Multiple studies have demonstrated statistically higher rates of multiple types of cancers in fire fighters as compared to the general population, including multiple myeloma, brain cancer, leukemia, prostate cancer, kidney and lung cancers and many others. One such study, by the National Institute of Occupational Safety and Health in 2013, found that fire fighters have a 14% increased risk of dying from cancer as compared to the general population.
Despite the knowledge gained from previous studies, many have been limited by relatively small sample sizes and an under representation of certain demographic groups including women and minorities. Studies have also been limited by the lack of key data such as the number of years on the job and the number and type of exposures. The Firefighter Cancer Registry Act remedies these shortcomings by collecting detailed data about fire fighters with cancer on a national scale.

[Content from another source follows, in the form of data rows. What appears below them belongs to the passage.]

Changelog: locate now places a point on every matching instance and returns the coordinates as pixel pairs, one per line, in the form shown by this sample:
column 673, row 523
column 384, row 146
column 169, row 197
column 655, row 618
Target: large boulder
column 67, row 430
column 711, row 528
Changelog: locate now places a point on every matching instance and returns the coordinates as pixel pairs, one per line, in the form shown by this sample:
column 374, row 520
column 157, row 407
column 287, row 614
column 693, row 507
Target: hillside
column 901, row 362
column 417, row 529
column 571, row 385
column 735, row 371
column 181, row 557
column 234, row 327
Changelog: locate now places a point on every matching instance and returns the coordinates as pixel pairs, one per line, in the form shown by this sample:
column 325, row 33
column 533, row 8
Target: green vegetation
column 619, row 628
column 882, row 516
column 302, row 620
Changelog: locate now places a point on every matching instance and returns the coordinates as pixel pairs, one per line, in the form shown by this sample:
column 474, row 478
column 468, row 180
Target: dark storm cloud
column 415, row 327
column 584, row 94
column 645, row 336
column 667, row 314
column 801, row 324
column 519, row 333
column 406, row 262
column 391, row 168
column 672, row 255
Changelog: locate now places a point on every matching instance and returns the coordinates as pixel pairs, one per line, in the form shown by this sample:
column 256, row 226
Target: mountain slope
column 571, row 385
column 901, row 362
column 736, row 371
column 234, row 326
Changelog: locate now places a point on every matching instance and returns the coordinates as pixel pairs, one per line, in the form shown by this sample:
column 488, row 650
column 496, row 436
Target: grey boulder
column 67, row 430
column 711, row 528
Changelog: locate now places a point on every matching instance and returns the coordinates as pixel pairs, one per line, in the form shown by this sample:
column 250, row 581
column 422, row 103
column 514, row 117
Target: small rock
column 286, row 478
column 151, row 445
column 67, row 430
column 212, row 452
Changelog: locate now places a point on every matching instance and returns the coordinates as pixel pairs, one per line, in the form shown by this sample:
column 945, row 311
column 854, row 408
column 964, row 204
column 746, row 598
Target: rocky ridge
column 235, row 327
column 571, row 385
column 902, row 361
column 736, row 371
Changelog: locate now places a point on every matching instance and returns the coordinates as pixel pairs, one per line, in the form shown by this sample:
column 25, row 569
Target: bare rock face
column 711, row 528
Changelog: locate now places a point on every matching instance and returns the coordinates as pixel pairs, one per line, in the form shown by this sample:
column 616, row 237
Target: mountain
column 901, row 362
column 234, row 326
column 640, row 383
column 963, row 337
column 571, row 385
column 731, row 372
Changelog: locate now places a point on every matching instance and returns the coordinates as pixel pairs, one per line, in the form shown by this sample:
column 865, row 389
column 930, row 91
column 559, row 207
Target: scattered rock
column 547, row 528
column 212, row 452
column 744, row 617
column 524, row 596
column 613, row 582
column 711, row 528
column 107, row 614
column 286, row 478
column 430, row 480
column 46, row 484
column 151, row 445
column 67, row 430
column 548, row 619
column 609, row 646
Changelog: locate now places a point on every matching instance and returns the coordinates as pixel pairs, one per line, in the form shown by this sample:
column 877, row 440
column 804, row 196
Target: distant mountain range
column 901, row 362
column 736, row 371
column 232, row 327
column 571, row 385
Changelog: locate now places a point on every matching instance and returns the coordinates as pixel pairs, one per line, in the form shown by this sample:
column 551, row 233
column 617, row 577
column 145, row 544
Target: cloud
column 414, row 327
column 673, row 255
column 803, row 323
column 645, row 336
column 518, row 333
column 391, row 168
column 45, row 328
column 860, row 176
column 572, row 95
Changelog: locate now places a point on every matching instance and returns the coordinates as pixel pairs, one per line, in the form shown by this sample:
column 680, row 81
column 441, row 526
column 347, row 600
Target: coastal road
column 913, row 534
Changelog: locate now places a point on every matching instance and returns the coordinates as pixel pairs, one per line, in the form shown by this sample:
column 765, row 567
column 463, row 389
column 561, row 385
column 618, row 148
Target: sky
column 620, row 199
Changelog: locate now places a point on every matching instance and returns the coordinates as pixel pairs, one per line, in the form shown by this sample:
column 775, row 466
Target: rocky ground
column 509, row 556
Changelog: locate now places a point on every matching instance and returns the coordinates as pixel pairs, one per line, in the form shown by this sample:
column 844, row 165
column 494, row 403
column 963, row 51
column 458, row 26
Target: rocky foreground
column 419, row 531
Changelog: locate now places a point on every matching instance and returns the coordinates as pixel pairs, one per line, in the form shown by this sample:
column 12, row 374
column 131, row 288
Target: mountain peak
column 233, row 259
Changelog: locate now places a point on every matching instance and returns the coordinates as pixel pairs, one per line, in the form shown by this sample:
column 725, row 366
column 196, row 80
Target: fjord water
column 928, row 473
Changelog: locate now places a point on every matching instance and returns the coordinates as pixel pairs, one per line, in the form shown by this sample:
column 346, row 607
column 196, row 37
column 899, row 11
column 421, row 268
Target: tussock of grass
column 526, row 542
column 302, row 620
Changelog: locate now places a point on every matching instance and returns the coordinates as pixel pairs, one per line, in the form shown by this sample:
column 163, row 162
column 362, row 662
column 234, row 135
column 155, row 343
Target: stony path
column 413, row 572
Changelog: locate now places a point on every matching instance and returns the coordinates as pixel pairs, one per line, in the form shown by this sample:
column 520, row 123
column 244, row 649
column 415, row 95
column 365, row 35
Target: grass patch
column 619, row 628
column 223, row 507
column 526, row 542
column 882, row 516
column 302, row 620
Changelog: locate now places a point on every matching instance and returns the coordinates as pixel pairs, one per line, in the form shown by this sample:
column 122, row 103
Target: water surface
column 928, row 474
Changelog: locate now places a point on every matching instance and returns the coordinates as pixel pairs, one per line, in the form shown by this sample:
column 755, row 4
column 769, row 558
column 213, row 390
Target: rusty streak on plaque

This legislation is a key priority of the IAFF. The Registry Act was featured at the recent IAFF Legislative Conference, at which hundreds of fire fighters stormed the Hill gathering support from Members of Congress. Also at the Conference, Los Angeles Mayor Eric Garcetti (D) expressed his support for the legislation, pledging to lead a movement of mayors across the nation. “You see, that act is the only way that scientists can better understand the link between your work and cancer,” Garcetti said. “I’m sick of stories and anecdotes. It’s time for the science to prove what we know.”
Today, General President Schaitberger and IAFF staff continue lobbying Congress in favor of the Registry Act. Currently, dozens of bipartisan cosponsors have signed onto the bill, and support for the legislation grows every day. The IAFF will continue working with its friends in Congress to make a national fire fighter cancer registry a reality.